CVE-2020-12034: 
Rockwell Automation RSLinx Classic vulnerability analysis and mitigation

CVE-2020-12034 is a SQL injection vulnerability discovered in Rockwell Automation's EDS Subsystem Version 28.0.1 and prior, affecting multiple products including FactoryTalk Linx software (Versions 6.00, 6.10, and 6.11), RSLinx Classic (Version 4.11.00 and prior), RSNetWorx software (Version 28.00.00 and prior), and Studio 5000 Logix Designer software (Version 32 and prior). The vulnerability was disclosed on May 19, 2020 (NIST NVD).

The vulnerability stems from inadequate input sanitization in the EDS subsystem, which could allow an attacker to craft specialized EDS files to inject SQL queries and manipulate the database storing the EDS files. The vulnerability has been assigned a CVSS v3.1 base score of 8.2 (HIGH) with the vector string AV:A/AC:L/PR:N/UI:N/S:C/C:N/I:L/A:H, indicating it can be exploited from an adjacent network with low attack complexity and requires no privileges or user interaction (CISA Advisory).

Successful exploitation of this vulnerability could lead to denial-of-service (DoS) conditions or allow an attacker to manipulate the SQL engine to write or modify files on the system. The vulnerability affects critical infrastructure sectors including Critical Manufacturing, Energy, and Water and Wastewater Systems worldwide (CISA Advisory).

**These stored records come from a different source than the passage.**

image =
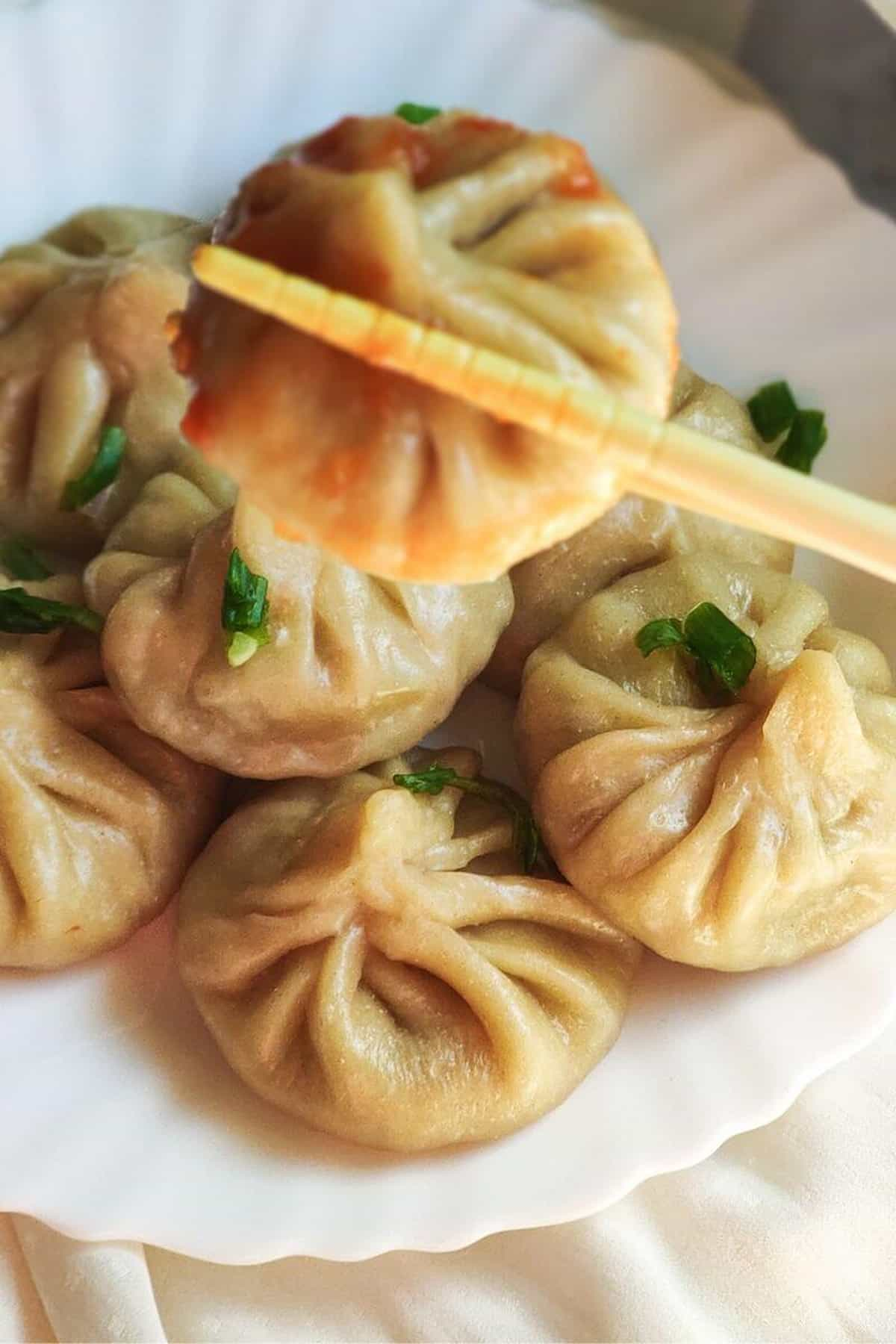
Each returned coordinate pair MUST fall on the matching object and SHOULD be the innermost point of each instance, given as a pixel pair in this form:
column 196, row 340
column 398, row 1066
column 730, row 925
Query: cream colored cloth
column 786, row 1234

Rockwell Automation has released patches and recommends applying them by following the instructions in knowledgebase article RAid 1125928. Additional mitigations include blocking all traffic to EtherNet/IP or other CIP protocol-based devices from outside the manufacturing zone by restricting access to TCP Ports 2222, 7153 and UDP Port 44818 using proper network infrastructure controls. Organizations should also locate control system networks behind firewalls and isolate them from the business network (CISA Advisory).

The vulnerability was discovered and reported by Sharon Brizinov and Amir Preminger of Claroty to Rockwell Automation and CISA (CISA Advisory).